You can’t teach an old cat new tricks, or really any trick
Cats are pretty much worthless little creatures. They do nothing but order you around. Down here in Oklahoma City my mother has an enclosed backyard so she thought it would be nice if the cats could go outside and play, free of predators and cars. We decided that we would put a cat door inside the storm door so we could keep in the cool air but still allow them hypothetical freedom. The door cat door went in two weeks ago and the cats absolutely refused to use it. In fact they suddenly developed a fear of the outdoors because it involves the cat door. One cat got so angry about the door that she peed on a rug…great animals huh? To solve this issue my mother and I decided we needed to “teach” the cats how to use the door. I am under the impression that cats do not need to be taught anything and simply delight in you making a fool of yourself attempting to show them how to do something. If they really wanted to do it they would. Anyway we started just by showing them the door mechanism. This process involved me sitting next to the door and pushing on it so they could see it opened and closed. Pretty simple, not impressive, they didn’t care. My mother then decided we should show the cats that things can go in and out of the door…so I crawled through the door. That freaked them out and made me feel mildly ridiculous (although I have been known to climb through animal doors when I forget my key, be forewarned). Lastly we just grabbed the cats and started shoving them through. My mom sat on one side and I sat on the other and we just handed them off to each other. The cats got no joy out of this and my forearms look like I’ve started cutting. Last week I got home from work and opened the door to let the cat out, as has become the tradition since the very expensive cat door was a useless investment. Thirty minutes later I got up to let her back in only to discover her in the living room lying on the fireplace. She used the door! I did a dance and everything. However the cat refuses to show me she knows how to use the door, she wants me to think she won’t use it so that I will continue to let her out (she hates the door hitting her nose). Cats are smart; humans are dumb; I’m returning to St. Louis with one less cat. Who’s the winner now?
The Motion Sensor
My mother went on a short weekend trip to Ohio and left me a list of things to do while she was gone. Since I am staying here free of charge I can at least do some manual labor to earn my keep. The first thing on the list was “fix motion sensor light”. My mother’s house here in Oklahoma was previously owned by some super paranoid individuals. There are can spot lights that run across the front of the house and two different sets of motion detectors in the back. If there is even the smallest breeze rustling the tiniest branch our backyard lights up as if Cher just walked on stage. One of the sensors was “out” and my mother figured as long as it’s there we ought to have it working. I went to Home Depot and bought the very strange light-bulbs for the light and set out to replace them. One would consider screwing in a light-bulb one of the simplest of home improvement tasks no? I am well trained in the art of replacing a bulb so I grabbed the ladder and set it up under the sensor. There is no way to turn “off” a motion light or so I’ve come to believe. I slipped in the first bulb and fell off the ladder. No, I’m not that clumsy. Motion sensor lights are bright and incredibly hot; I had popped in the new bulb with my face 2 inches from the light and basically blinded myself when it flipped on. I spent the next 20 minutes changing the other two bulbs with sunglasses and oven mitts (please no “female” jokes). It’s done…don’t make fun if I got it done.

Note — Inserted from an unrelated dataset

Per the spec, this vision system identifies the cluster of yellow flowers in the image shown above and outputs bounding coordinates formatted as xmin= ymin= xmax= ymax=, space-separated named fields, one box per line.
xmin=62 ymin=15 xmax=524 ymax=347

Only in Oklahoma…and maybe Arkansas
Last week the health institution I work at went out to lunch to celebrate the completion of a grant. Where do people who work in public health go for lunch? Panera? Subway? Whole Foods? No, try Roosters. Roosters is down in Bricktown, a thriving section of downtown Oklahoma City where the minor league ball field is and various other nightclubs and bars. Roosters, as I come to understand, sells fried chicken…only fried chicken. Oh wait, I lied, it sells fried pickles and fried okra too. Now I’m not a health freak, far from it, but I think if I’m wearing my department ID (intern ID for the department prom…I’m really glad nobody seems to care how outdated it is) I should set a good example. How can we expect others to be willing to live healthy lifestyles if the most recognizable health institution in the area goes out to eat at the local fried chicken joint? I don’t judge, I’m terrible too but we need to learn. I guess I just need to try and get my “coworkers” to walk the talk. If an individual is trying to tell me to join a diabetes program or participate in a wellness program and they are clearly overweight/unhealthy what kind of impact is that program going to have? You wouldn’t take financial advice from your plumber would you?